SANDPOINT — Between budget shortfalls and controversial legislation, local representatives and health care professionals are increasingly fearful for future of Medicaid in Idaho.
State representatives passed a 49-20 vote of legislation nullifying federal health care reform Wednesday morning. Rep. Eric Anderson, R-Priest Lake, the only Republican to oppose the legislation in the House State Affairs Committee’s 14-5 vote, emerged from a long day at the Legislature very displeased.
“I’m not a fan of the affordable health care bill, but this is the wrong way to oppose it,” he said.
Anderson’s position arrives on the heels of a statement from the Idaho Attorney General’s Office declaring the nullification initiative unconstitutional.
“The attorney general thinks this bill is illegal,” Anderson said. “As far as I’m concerned, until that is cleared up, I’m not happy at all with today’s outcome.”
The attorney general’s office also cautioned lawmakers to tread carefully lest they endanger Idaho’s federal benefits. The AARP echoed that warning, citing potentially disastrous consequences for state health care. Their numbers state that 18,000 seniors could lose prescription drug coverage, 6,520 young adults could be dropped from their parents’ insurance plans, 212,000 older residents could lose free preventative screenings and 215,000 Medicaid enrollees could be forced from the program. The AARP also said that insurance providers could boot 857,000 residents once they reached their lifetime limit, resulting in higher premiums, and the state could lose $1.5 billion in federal matching funds for Medicaid.
“The extent of the damage is still up in the air,” Anderson said. “But it could be devastating and concerns me greatly.”
With its victory in the house, the nullification bill proceeds to the Senate. Sen. Shawn Keough, R-Sandpoint, said she couldn’t predict how senators would respond to the legislation.
“I do believe the federal government has overstepped its bounds, but this legislation is the wrong tool to address the issue.” she said. “My personal priority is to protect the more vulnerable members of society.”

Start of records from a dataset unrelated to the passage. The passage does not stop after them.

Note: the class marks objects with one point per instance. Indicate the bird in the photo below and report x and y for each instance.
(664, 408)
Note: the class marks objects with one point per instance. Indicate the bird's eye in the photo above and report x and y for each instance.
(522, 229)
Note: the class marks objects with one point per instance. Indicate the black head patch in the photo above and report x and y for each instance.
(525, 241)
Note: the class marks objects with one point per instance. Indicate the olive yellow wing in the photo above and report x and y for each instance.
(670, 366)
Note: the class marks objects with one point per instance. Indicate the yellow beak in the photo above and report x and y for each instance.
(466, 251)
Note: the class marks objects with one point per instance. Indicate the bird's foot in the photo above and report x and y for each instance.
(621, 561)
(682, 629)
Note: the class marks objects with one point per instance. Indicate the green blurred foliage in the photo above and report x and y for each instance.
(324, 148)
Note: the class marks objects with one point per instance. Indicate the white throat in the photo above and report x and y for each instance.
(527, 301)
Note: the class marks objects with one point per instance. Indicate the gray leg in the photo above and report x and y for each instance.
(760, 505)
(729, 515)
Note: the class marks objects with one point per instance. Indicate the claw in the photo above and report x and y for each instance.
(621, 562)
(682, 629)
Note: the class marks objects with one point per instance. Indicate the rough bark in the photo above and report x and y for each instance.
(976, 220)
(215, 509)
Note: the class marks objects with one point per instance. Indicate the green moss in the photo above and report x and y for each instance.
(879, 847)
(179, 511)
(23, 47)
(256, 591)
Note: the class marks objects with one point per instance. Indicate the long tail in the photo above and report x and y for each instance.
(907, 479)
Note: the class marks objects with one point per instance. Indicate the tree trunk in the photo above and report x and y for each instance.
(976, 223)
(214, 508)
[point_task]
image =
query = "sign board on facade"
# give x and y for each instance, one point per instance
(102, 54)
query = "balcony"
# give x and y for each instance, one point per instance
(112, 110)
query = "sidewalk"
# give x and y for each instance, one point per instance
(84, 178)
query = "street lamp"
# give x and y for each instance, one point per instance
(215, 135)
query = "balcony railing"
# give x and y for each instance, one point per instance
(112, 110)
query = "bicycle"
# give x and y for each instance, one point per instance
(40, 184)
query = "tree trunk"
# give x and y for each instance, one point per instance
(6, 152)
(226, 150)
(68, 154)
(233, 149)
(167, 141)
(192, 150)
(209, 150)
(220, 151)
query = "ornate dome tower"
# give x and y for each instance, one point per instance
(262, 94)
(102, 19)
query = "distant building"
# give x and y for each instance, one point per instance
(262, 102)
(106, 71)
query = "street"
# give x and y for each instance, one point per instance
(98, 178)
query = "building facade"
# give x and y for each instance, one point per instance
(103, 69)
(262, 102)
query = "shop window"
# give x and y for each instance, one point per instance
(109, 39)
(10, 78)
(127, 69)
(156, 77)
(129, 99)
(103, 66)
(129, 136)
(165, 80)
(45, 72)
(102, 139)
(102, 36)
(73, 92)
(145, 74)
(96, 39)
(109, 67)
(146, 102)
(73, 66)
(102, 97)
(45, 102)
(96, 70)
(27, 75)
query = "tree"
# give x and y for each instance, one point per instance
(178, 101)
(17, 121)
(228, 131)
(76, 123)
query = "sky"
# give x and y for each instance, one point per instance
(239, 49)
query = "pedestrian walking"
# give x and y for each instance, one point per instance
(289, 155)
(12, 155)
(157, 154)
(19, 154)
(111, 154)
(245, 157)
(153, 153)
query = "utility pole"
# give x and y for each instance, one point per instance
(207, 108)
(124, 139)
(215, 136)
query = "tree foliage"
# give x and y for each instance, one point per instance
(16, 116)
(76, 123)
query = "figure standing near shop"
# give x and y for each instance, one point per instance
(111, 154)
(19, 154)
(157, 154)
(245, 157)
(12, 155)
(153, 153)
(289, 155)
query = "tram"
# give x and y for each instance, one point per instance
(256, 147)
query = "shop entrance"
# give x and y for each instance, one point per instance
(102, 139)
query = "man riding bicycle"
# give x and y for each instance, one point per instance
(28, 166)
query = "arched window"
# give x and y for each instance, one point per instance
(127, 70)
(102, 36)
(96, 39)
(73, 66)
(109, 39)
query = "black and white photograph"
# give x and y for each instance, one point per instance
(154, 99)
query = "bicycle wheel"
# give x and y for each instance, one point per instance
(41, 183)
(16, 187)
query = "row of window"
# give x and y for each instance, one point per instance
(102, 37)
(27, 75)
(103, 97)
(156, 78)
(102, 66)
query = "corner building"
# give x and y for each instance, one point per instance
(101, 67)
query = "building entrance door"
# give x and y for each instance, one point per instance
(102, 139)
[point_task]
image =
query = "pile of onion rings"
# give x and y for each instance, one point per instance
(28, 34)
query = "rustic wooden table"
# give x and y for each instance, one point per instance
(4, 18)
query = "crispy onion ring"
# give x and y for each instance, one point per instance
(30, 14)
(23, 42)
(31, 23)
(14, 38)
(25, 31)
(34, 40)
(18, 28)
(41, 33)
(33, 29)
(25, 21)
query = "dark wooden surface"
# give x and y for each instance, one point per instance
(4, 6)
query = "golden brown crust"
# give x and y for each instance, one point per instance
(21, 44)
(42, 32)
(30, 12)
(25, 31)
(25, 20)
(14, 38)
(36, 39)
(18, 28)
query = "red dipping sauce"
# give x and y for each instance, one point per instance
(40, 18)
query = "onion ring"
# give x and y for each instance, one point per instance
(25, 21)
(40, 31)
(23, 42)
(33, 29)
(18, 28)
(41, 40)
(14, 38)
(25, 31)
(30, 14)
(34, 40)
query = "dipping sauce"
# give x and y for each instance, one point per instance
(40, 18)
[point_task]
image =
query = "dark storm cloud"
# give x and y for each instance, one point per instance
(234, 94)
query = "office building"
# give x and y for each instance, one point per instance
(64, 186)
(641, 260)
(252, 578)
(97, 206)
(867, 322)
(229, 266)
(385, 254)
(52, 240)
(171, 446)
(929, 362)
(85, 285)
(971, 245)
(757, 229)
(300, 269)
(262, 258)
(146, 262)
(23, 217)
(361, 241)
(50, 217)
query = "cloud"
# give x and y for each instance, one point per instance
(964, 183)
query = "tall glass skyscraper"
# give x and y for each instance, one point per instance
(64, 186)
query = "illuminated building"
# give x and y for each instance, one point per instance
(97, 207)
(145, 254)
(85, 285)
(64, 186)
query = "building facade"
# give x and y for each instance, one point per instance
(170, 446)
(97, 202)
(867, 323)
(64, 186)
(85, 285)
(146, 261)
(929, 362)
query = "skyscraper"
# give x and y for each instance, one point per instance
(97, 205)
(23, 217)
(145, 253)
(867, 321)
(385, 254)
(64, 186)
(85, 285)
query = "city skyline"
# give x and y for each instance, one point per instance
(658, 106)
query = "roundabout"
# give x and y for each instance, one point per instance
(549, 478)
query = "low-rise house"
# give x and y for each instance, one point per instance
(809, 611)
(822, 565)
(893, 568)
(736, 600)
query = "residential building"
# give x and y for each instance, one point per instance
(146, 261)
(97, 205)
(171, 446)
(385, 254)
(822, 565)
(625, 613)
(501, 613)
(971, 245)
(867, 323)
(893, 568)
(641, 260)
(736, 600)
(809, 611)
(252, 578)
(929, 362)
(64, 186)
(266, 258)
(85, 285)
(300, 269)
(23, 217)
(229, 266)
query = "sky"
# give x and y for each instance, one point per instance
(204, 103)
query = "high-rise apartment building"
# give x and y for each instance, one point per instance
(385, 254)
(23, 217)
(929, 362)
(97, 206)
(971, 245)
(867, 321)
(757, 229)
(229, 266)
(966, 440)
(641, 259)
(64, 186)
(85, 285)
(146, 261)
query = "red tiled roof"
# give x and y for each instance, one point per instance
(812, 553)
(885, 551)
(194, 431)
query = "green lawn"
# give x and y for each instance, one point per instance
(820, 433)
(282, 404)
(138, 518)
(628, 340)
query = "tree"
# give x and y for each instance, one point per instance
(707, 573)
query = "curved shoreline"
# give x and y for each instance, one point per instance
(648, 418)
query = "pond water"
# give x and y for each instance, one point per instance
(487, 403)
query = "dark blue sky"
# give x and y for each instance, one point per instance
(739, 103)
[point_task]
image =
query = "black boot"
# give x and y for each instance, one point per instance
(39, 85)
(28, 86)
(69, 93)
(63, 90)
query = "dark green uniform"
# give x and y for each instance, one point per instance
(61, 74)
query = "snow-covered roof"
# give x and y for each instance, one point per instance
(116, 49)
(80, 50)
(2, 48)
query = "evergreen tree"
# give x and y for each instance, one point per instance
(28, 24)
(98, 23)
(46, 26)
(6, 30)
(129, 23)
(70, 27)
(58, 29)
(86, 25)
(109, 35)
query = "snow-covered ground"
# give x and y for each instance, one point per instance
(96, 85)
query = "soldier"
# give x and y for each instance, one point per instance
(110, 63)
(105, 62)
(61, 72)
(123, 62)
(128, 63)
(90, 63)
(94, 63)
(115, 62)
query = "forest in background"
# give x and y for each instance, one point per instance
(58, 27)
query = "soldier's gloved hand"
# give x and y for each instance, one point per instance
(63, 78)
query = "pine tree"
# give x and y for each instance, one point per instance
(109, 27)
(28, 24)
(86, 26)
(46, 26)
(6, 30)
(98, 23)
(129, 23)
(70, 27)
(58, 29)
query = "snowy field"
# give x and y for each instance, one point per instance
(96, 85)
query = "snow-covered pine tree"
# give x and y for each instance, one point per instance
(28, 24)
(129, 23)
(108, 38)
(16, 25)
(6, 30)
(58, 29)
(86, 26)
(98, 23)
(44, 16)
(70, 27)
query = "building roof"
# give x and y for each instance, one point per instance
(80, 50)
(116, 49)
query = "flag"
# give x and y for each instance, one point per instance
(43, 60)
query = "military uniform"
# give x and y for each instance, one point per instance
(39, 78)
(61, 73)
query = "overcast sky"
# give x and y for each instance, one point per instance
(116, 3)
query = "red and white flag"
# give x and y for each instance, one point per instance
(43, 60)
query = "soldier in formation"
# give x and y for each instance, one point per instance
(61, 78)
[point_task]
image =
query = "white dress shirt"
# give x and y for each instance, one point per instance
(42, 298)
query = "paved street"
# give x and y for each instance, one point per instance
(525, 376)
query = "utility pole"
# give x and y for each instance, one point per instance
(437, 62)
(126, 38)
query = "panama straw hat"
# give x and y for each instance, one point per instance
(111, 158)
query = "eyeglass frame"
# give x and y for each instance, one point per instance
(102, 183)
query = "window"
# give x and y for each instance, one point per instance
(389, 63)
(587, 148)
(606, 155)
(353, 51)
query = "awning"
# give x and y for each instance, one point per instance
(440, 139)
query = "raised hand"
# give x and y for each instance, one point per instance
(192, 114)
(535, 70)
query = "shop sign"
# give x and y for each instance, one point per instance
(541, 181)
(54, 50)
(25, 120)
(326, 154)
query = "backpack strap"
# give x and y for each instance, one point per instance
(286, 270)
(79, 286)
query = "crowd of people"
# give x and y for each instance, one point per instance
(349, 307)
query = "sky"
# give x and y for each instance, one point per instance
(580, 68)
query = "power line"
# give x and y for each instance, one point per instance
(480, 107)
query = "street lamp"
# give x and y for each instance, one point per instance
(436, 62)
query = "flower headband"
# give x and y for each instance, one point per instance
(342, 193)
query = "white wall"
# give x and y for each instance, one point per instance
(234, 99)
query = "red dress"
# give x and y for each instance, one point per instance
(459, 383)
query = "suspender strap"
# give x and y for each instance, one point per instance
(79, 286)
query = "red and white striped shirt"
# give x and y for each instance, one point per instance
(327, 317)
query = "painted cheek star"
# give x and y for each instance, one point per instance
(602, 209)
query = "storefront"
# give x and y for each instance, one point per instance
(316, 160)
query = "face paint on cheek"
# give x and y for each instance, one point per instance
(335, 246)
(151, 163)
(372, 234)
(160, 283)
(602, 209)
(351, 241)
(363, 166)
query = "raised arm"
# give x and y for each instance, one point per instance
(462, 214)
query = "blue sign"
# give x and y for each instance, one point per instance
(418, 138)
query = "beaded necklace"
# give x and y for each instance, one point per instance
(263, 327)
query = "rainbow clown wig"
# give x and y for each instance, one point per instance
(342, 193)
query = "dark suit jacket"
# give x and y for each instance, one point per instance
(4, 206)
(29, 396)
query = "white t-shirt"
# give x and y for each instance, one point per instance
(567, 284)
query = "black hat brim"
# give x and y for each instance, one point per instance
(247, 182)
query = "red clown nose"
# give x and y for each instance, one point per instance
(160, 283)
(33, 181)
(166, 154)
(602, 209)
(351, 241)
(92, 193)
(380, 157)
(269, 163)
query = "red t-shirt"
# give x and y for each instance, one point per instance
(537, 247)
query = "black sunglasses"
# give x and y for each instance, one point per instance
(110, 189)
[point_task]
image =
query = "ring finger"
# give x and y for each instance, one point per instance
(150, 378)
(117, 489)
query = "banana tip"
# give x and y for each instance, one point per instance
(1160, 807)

But even if Idaho preserves its $1.5 billion in federal match funds, the future of Medicaid distresses local health care officials. Many legislators are calling for a $50 million cut to Medicaid dollars. Since the federal government matches $70 for every $30 of state Medicaid funding, that would result in a total loss of $166.5 million. According to the group Medicaid Matters in Idaho, that cut would eliminate irreplaceable jobs, hurt Idaho’s economic recovery and impact Idaho’s most vulnerable residents, including the elderly, the poor and the mentally disabled.
State officials called for residents to cover the loss of services with an increase in volunteer work. Cutback opponents estimated that Idaho would require 22,000 more volunteers to cover services for adults with disabilities.
“You can’t just replace an educated professional with volunteer hours,” Panhandle Special Needs, Inc. production manager Diane Dennis said.
To protest the proposed cuts and raise public awareness, Dennis and other health care professionals are hosting a rally Saturday at noon outside Panhandle State Bank.
“We’re keeping it short and sweet,” Dennis said. “There won’t be music or anything big like that — just an informational rally about the impact of the Medicaid cuts.”
Dennis didn’t know whether the rally would have any impact on the legislative discussion. According to Keough, the matter is still under investigation by the House and Senate Health and Welfare Committees.
“They’re taking an exhaustive effort to look at just how services are structured and how they’ll be impacted by the cuts,” she said.
However, both Anderson and Keough recognize the extent to which some residents depend on Medicaid, and they acknowledged that both the nullification bill and cutbacks warranted serious consideration based on the danger they posed to its services.
“It’s important to take a stand on this,” Anderson said regarding the nullification legislation. “It’s worth fighting for, no matter what the cost.”